Hello all,
Recently, I’m trying to deploy my model in a real environment. The model is a Fater-RCNN based object recognition model, as proposed by Anderson et al Bottom-up-attention. The model is implemented with Detectron.
The first try was with a web service (Flask plus Redis Queue), which works but with delays due to connection and transition issues. Therefore, an efficient solution was wished.
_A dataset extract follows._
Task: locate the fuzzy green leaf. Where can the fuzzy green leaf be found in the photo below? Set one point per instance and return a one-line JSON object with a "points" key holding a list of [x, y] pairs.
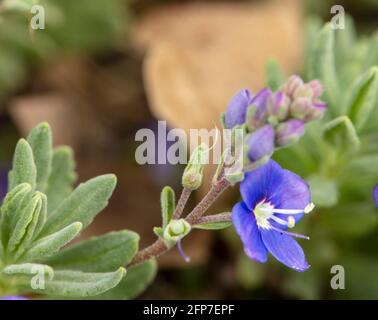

The second try is to export the PyTorch model and use it in the JAVA application, leveraged by DJL or DL4J. For that, I need to export the model as a ONNX graph at first. Here is the work I done as so far.
import onnxruntime as ort
import numpy as np
import torch
import onnx
import cv2
// Initialize model with checkpoint
model = BoAModel()
model.eval()
// Load image
cv_image = cv2.imread(image_path)
// Transformation, transform_gen () is used to resize the image
image, transforms = T.apply_transform_gens(transform_gen, cv_image)
// Model input
dataset_dict = [torch.as_tensor(image.transpose(2, 0, 1).astype("float32"), device="cpu"), torch.as_tensor([float(image_shape[0]) / float(h)], device="cpu")]
// Export onnx
model_onnx_path = "torch_model_boa_jit_torch1.5.1.onnx"
batch_size = 1
torch.onnx.export(model=model, # model to be exported
args= data, # model input
f=model_onnx_path, # where to save the model
export_params=True, # store the trained parameter weights inside the model file
opset_version=11, # the ONNX version to export the model to
do_constant_folding=False, # whether to execute constant folding for optimization
input_names=['input'], # the model's input names
output_names=['output'], # the model's output names
dynamic_axes={'input': {0: 'batch_size'},
'output':{0: 'batch_size'}},
verbose=True)
By exporting, there were a couple of warnings that have been asked and googled. It is not critical as so far in my case. After the exporting, I had a sanity check, as shown as follows:
# Load the ONNX model
model = onnx.load(model_onnx_path)
# Check that the model is well formed
onnx.checker.check_model(model)
# Print a human readable representation of the graph
print(onnx.helper.printable_graph(model.graph))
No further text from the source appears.